Stse is an almost-island, separated from the mainland of the great south continent by marshes and tidal bogs, where millions of wading birds gather to mate and nest. Ruins of an enormous bridge are visible on the landward side, and another half-sunk fragment of ruin is the basis of the town’s pier and breakwater. Vast works of other ages encumber all Hain, and are no more and no less venerable or interesting to the Hainish than the rest of the landscape.
Ursula K le Guin, Four Ways to Forgiveness, Gollancz 1995.
Le Guin’s galaxy was long ago colonised by humans from Hain. Indeed this is so buried in history’s layers that humanity’s first origins are forgotten, and people on Earth believe themselves aliens. After that great expansion and genetic manipulations by the ancestral Hainish, peoples in each system developed in isolation for a thousand millenia. Time dilation during near-light-speed travel and cold-sleep means that your left-behind children and grandchildren grow old and die before you make your new start on another planet. In the last few thousand years, which might be only a few lifetimes for space-farers, the Hains have sought to bring all humanity back into a loose community called the Ekumen.
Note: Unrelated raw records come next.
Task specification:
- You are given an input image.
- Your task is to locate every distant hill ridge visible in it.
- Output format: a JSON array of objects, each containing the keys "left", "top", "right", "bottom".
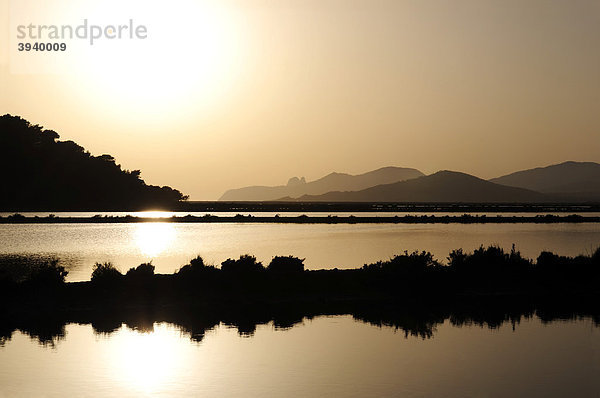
[
  {"left": 490, "top": 161, "right": 600, "bottom": 199},
  {"left": 298, "top": 170, "right": 552, "bottom": 203},
  {"left": 219, "top": 167, "right": 424, "bottom": 201},
  {"left": 221, "top": 161, "right": 600, "bottom": 203}
]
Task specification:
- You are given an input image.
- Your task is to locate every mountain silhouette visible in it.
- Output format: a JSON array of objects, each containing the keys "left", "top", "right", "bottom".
[
  {"left": 288, "top": 170, "right": 554, "bottom": 203},
  {"left": 0, "top": 114, "right": 187, "bottom": 211},
  {"left": 219, "top": 167, "right": 423, "bottom": 201},
  {"left": 490, "top": 162, "right": 600, "bottom": 200}
]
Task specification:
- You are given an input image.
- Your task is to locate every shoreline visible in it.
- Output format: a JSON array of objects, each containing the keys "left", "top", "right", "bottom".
[{"left": 0, "top": 213, "right": 600, "bottom": 224}]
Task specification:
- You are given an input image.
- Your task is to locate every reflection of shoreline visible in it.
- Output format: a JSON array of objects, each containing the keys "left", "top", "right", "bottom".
[
  {"left": 0, "top": 297, "right": 600, "bottom": 347},
  {"left": 0, "top": 214, "right": 600, "bottom": 224}
]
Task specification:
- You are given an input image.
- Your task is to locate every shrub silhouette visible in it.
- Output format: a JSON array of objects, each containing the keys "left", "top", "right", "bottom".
[
  {"left": 267, "top": 256, "right": 304, "bottom": 274},
  {"left": 91, "top": 262, "right": 123, "bottom": 283},
  {"left": 177, "top": 256, "right": 218, "bottom": 278},
  {"left": 0, "top": 115, "right": 187, "bottom": 210},
  {"left": 221, "top": 254, "right": 265, "bottom": 274},
  {"left": 363, "top": 250, "right": 440, "bottom": 274},
  {"left": 125, "top": 263, "right": 154, "bottom": 280},
  {"left": 29, "top": 259, "right": 69, "bottom": 286}
]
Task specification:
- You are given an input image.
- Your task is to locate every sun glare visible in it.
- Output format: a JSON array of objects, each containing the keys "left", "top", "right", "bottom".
[
  {"left": 134, "top": 222, "right": 176, "bottom": 257},
  {"left": 111, "top": 324, "right": 187, "bottom": 393},
  {"left": 70, "top": 0, "right": 246, "bottom": 117}
]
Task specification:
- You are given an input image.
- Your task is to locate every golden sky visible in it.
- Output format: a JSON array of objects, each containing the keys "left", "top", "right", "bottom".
[{"left": 0, "top": 0, "right": 600, "bottom": 200}]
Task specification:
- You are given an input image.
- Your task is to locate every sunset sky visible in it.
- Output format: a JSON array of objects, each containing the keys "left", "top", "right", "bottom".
[{"left": 0, "top": 0, "right": 600, "bottom": 200}]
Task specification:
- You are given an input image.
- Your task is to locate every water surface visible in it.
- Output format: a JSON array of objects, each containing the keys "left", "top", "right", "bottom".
[
  {"left": 0, "top": 222, "right": 600, "bottom": 281},
  {"left": 0, "top": 316, "right": 600, "bottom": 397}
]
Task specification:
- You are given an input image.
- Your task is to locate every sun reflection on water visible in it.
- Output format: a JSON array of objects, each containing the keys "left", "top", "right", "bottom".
[
  {"left": 111, "top": 324, "right": 189, "bottom": 394},
  {"left": 134, "top": 222, "right": 176, "bottom": 257}
]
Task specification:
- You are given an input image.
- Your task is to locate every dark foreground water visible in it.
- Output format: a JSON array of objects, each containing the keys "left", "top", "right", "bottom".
[
  {"left": 0, "top": 222, "right": 600, "bottom": 281},
  {"left": 0, "top": 315, "right": 600, "bottom": 397}
]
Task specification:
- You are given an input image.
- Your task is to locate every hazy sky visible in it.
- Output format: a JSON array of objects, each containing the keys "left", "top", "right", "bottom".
[{"left": 0, "top": 0, "right": 600, "bottom": 200}]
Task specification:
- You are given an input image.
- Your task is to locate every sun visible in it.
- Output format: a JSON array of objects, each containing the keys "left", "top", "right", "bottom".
[
  {"left": 109, "top": 324, "right": 189, "bottom": 395},
  {"left": 134, "top": 222, "right": 177, "bottom": 258}
]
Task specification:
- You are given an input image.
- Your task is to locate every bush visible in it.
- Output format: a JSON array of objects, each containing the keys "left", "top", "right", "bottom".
[
  {"left": 125, "top": 263, "right": 154, "bottom": 279},
  {"left": 267, "top": 256, "right": 304, "bottom": 274},
  {"left": 29, "top": 259, "right": 69, "bottom": 285},
  {"left": 221, "top": 254, "right": 265, "bottom": 273},
  {"left": 363, "top": 251, "right": 439, "bottom": 274},
  {"left": 177, "top": 256, "right": 216, "bottom": 276},
  {"left": 92, "top": 262, "right": 123, "bottom": 283}
]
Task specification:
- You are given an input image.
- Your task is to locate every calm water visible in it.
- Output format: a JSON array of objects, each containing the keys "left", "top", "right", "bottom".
[
  {"left": 0, "top": 316, "right": 600, "bottom": 397},
  {"left": 0, "top": 222, "right": 600, "bottom": 281}
]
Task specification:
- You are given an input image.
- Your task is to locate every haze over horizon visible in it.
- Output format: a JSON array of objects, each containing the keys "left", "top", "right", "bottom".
[{"left": 0, "top": 0, "right": 600, "bottom": 200}]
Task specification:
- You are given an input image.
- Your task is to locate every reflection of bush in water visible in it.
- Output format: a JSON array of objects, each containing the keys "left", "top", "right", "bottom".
[{"left": 0, "top": 254, "right": 68, "bottom": 284}]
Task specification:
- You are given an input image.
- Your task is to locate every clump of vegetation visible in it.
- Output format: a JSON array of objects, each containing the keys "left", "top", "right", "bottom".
[
  {"left": 448, "top": 245, "right": 532, "bottom": 273},
  {"left": 176, "top": 256, "right": 219, "bottom": 280},
  {"left": 267, "top": 256, "right": 304, "bottom": 275},
  {"left": 363, "top": 250, "right": 440, "bottom": 274},
  {"left": 0, "top": 254, "right": 69, "bottom": 285},
  {"left": 0, "top": 115, "right": 187, "bottom": 210},
  {"left": 221, "top": 254, "right": 265, "bottom": 274},
  {"left": 125, "top": 262, "right": 155, "bottom": 281},
  {"left": 91, "top": 262, "right": 123, "bottom": 284}
]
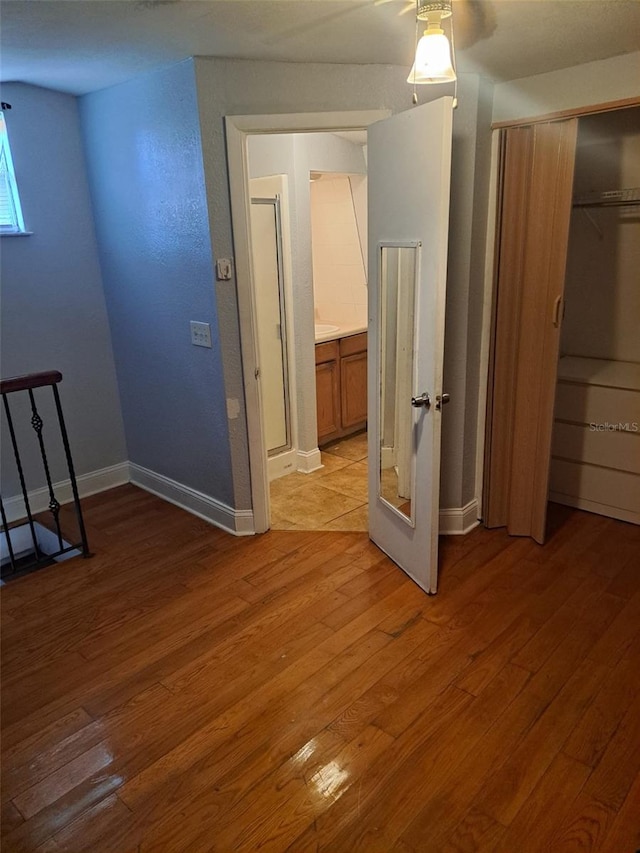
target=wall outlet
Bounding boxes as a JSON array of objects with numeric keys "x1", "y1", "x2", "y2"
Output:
[
  {"x1": 216, "y1": 258, "x2": 233, "y2": 281},
  {"x1": 190, "y1": 320, "x2": 211, "y2": 347}
]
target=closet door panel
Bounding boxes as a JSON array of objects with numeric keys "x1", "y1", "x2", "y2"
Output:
[
  {"x1": 485, "y1": 119, "x2": 577, "y2": 542},
  {"x1": 484, "y1": 127, "x2": 533, "y2": 527},
  {"x1": 508, "y1": 119, "x2": 578, "y2": 542}
]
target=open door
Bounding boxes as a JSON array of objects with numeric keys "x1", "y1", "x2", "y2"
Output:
[{"x1": 368, "y1": 97, "x2": 453, "y2": 593}]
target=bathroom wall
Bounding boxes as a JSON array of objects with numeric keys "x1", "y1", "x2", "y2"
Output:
[
  {"x1": 310, "y1": 175, "x2": 367, "y2": 329},
  {"x1": 561, "y1": 108, "x2": 640, "y2": 362},
  {"x1": 249, "y1": 128, "x2": 366, "y2": 460}
]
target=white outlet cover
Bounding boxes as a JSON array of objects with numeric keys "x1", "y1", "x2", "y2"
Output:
[{"x1": 189, "y1": 320, "x2": 211, "y2": 348}]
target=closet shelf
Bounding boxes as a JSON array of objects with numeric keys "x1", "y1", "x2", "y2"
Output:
[{"x1": 573, "y1": 187, "x2": 640, "y2": 207}]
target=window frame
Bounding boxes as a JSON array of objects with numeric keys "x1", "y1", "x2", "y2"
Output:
[{"x1": 0, "y1": 110, "x2": 30, "y2": 236}]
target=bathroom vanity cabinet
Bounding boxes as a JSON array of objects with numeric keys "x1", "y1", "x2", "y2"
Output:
[{"x1": 316, "y1": 332, "x2": 367, "y2": 447}]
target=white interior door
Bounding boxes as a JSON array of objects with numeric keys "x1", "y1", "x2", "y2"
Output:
[
  {"x1": 368, "y1": 97, "x2": 453, "y2": 593},
  {"x1": 251, "y1": 198, "x2": 290, "y2": 455}
]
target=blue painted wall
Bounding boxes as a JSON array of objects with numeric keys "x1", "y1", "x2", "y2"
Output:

This positioned le Guin as a galactic social anthropologist. The underlying framework for each story is that of Ekumen observers exploring and falling foul of variations of kinship, politics, religion and economics. Her most recurring themes are variations on gender and sex, and the power relationships which spring from these. The Left Hand of Darkness, her novel written nearly fifty years ago, to me seems fresh and challenging in its deconstruction of our assumptions about humanity, encapsulated in the sentence “The king was pregnant”. The four novellas which comprise Four Ways to Forgiveness offer perhaps a more conventional take on sexuality, shockingly so, for it is tied into power dynamics, slavery, rape and oppression. It took me a second reading to confirm that her gentle writing style was, in each narrative, capturing a love-story.
The throw-away description of the enormous bridge, the ancient vast ruin present but ignored, gives to me the feel of le Guin’s universe.
I drew this listening to the hypnotic rhythms of Canto Ostinato (Simeon ten Holt) weaving a tapestry of sound from four pianos.